General Atomics Electromagnetic Systems (GA-EMS) has successfully tested a new radioactive fuel that can survive the harsh environment of a nuclear rocket reactor. This is a positive development for powering spacecraft in the future.
To date, the common way of propelling spacecraft is through chemical rockets, which put the first satellite into space, the first man on the Moon, and sent the first deep space probes out of the solar system.
However, chemical rockets have also reached the limits of their capabilities. Since the first German V-2 rocket reached space in 1942, rockets have tended to be made larger, or made more efficient through innovations peripheral to the rocket engine itself.
On the other hand, ion drives and solar sails are also alternatives to chemical rockets, but these produce minuscule thrust and have limited applications.
Space engineers need something at least a third more powerful than the best chemical rocket’s performance to meet ambitious projects. Such an engine would allow for fast shuttles between low Earth orbit and the Moon, quickly shift orbits at short notice, and implement missions to send large crewed spacecraft to Mars and other planets in a reasonable time frame.

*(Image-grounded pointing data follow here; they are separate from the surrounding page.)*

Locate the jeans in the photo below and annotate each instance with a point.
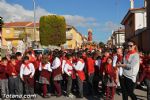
(90, 83)
(128, 89)
(4, 87)
(148, 88)
(13, 85)
(80, 85)
(69, 85)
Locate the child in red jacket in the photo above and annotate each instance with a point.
(111, 77)
(3, 77)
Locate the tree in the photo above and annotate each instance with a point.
(52, 30)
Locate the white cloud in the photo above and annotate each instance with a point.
(109, 26)
(16, 12)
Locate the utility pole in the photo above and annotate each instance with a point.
(34, 36)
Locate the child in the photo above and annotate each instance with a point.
(45, 68)
(57, 73)
(13, 76)
(68, 69)
(3, 77)
(26, 74)
(80, 73)
(111, 77)
(145, 75)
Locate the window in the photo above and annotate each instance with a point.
(8, 31)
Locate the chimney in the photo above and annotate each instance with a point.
(131, 4)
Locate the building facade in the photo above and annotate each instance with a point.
(118, 38)
(12, 34)
(135, 23)
(74, 39)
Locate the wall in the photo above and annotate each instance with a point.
(140, 20)
(130, 27)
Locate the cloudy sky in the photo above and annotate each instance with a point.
(102, 16)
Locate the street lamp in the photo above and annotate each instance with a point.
(34, 33)
(34, 19)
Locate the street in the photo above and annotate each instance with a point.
(140, 94)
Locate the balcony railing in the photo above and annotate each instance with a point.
(69, 37)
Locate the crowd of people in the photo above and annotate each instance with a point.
(64, 72)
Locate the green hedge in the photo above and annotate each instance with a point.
(52, 30)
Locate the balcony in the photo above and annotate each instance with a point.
(69, 37)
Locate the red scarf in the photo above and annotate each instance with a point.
(27, 65)
(13, 68)
(43, 65)
(129, 53)
(109, 68)
(119, 58)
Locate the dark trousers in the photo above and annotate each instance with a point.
(58, 87)
(148, 88)
(44, 88)
(110, 92)
(69, 85)
(90, 83)
(4, 87)
(20, 85)
(128, 89)
(13, 85)
(80, 85)
(121, 83)
(29, 84)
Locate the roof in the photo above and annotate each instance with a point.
(120, 30)
(20, 24)
(131, 11)
(70, 27)
(32, 25)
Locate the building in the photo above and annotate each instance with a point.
(135, 22)
(74, 38)
(118, 37)
(13, 30)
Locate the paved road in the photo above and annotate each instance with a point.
(140, 93)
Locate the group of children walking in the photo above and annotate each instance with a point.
(22, 73)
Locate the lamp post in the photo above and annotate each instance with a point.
(1, 24)
(34, 32)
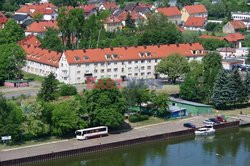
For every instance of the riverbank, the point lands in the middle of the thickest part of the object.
(73, 147)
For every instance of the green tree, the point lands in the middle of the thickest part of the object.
(49, 88)
(174, 66)
(52, 41)
(34, 124)
(129, 22)
(12, 59)
(192, 87)
(10, 120)
(38, 17)
(159, 30)
(104, 96)
(67, 90)
(211, 67)
(221, 95)
(66, 118)
(12, 33)
(160, 104)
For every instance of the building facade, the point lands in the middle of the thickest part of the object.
(78, 66)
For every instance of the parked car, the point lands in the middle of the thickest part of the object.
(189, 125)
(220, 119)
(208, 122)
(214, 120)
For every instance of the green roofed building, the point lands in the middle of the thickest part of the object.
(192, 108)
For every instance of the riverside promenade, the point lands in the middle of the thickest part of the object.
(74, 147)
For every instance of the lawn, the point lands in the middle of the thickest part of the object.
(150, 121)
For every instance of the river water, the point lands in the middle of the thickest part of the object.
(227, 148)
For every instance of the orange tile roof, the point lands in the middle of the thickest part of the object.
(195, 22)
(43, 8)
(41, 26)
(169, 11)
(112, 19)
(203, 36)
(131, 53)
(42, 56)
(195, 9)
(110, 5)
(234, 37)
(237, 24)
(3, 19)
(30, 40)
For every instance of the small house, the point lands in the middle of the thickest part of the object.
(192, 108)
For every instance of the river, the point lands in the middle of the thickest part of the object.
(227, 148)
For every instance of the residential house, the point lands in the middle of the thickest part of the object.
(108, 6)
(78, 66)
(3, 20)
(21, 18)
(172, 13)
(240, 15)
(235, 39)
(193, 11)
(48, 10)
(112, 23)
(40, 28)
(89, 10)
(195, 23)
(234, 26)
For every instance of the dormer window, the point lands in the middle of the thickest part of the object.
(108, 56)
(85, 57)
(77, 58)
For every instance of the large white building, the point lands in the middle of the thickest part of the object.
(77, 66)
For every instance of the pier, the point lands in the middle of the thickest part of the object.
(73, 147)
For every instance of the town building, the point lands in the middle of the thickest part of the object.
(195, 23)
(193, 11)
(48, 10)
(78, 66)
(39, 28)
(108, 6)
(172, 13)
(234, 26)
(112, 24)
(3, 20)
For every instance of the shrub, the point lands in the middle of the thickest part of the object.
(67, 90)
(137, 118)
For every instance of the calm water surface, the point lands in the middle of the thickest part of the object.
(228, 148)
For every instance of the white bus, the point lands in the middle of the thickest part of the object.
(91, 132)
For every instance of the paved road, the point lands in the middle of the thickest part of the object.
(35, 150)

The most advanced candidate is currently the Nuclear Thermal Propulsion (NTP) system or nuclear rocket, which removes the burning chemical fuel method and replaces it with a nuclear reactor that is used to heat a propellant. The propellant is hydrogen or another material, including water, as the propellant doesn’t provide any power itself. It’s just reaction mass to be expelled to thrust according to Newton’s First Law.

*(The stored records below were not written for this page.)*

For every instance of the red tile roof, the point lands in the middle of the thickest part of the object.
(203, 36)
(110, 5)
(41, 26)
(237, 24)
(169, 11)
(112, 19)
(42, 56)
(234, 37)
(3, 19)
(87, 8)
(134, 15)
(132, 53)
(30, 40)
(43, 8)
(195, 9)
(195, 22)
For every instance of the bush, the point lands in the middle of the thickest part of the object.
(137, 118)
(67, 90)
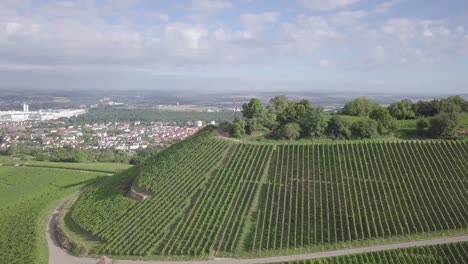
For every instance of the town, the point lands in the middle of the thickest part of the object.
(125, 136)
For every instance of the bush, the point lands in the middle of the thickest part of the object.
(445, 125)
(290, 131)
(385, 122)
(359, 107)
(366, 128)
(421, 126)
(338, 128)
(402, 110)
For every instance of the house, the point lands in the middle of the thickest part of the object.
(104, 260)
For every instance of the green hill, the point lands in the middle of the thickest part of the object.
(213, 196)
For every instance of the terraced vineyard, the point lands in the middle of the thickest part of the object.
(211, 196)
(456, 253)
(325, 194)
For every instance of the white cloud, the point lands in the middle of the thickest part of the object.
(324, 63)
(256, 22)
(386, 6)
(328, 4)
(210, 6)
(348, 17)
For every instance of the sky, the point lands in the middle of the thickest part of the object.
(417, 46)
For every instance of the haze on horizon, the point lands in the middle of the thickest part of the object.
(257, 45)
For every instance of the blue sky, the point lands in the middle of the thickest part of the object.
(314, 45)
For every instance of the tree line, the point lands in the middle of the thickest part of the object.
(282, 118)
(71, 154)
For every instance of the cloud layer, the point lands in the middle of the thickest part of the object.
(135, 36)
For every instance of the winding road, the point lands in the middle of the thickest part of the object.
(57, 255)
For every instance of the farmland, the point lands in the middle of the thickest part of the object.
(27, 195)
(456, 253)
(326, 194)
(210, 196)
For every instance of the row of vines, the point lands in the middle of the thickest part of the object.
(331, 193)
(456, 253)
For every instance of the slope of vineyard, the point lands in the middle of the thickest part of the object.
(331, 193)
(212, 196)
(26, 198)
(456, 253)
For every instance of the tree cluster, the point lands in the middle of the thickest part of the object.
(286, 119)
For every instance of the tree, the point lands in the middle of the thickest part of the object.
(252, 109)
(290, 131)
(427, 108)
(421, 126)
(294, 112)
(238, 128)
(338, 128)
(402, 110)
(366, 128)
(452, 104)
(278, 104)
(360, 106)
(314, 123)
(385, 122)
(445, 125)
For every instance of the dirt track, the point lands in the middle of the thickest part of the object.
(58, 256)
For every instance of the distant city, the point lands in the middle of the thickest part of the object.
(41, 114)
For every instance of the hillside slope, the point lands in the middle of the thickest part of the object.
(212, 196)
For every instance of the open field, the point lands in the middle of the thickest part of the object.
(27, 195)
(97, 167)
(333, 193)
(211, 196)
(456, 253)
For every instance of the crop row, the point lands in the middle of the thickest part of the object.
(143, 227)
(221, 206)
(456, 253)
(324, 194)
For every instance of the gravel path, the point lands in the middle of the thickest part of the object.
(58, 256)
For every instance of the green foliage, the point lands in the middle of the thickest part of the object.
(97, 166)
(295, 112)
(290, 131)
(453, 104)
(322, 194)
(105, 203)
(421, 126)
(308, 195)
(385, 122)
(338, 128)
(445, 125)
(314, 122)
(360, 106)
(427, 108)
(252, 109)
(238, 128)
(366, 128)
(438, 254)
(402, 110)
(26, 195)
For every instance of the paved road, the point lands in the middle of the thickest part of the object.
(58, 256)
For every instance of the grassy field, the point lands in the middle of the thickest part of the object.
(97, 167)
(88, 166)
(27, 196)
(212, 196)
(456, 253)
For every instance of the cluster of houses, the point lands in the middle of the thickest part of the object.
(126, 136)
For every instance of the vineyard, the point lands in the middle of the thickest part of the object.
(26, 195)
(456, 253)
(211, 196)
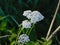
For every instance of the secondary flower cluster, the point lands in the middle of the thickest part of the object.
(33, 17)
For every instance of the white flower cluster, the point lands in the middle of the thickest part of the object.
(34, 16)
(26, 24)
(23, 38)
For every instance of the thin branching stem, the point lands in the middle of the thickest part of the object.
(53, 20)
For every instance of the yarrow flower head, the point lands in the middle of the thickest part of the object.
(27, 12)
(26, 24)
(23, 38)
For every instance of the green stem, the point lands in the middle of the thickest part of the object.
(31, 29)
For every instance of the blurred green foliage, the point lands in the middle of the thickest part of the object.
(15, 8)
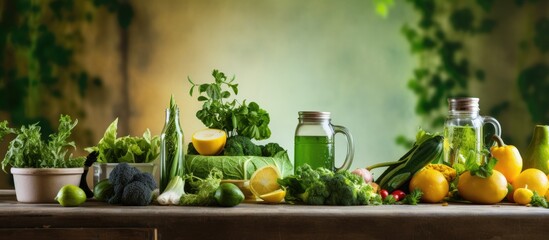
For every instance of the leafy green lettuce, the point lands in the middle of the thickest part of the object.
(236, 167)
(126, 149)
(29, 150)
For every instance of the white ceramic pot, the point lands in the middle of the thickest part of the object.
(41, 185)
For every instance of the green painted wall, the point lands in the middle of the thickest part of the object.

However, the process requires a reactor to operate at very high temperatures – 2,326 °C (4,220 °F), and withstand strong vibrations.
The recent tests made at NASA’s Marshall Space Flight Center at Redstone Arsenal, Alabama demonstrated that the newest fuel could survive without erosion or degradation at operational temperatures up to 3,000 °K (4,940 °F, 2,726 °C).
Through trials, the fuel was subjected to full reactor heat and hydrogen gas for 20 minutes, which is also about what a nuclear engine would have to endure during a boost maneuver.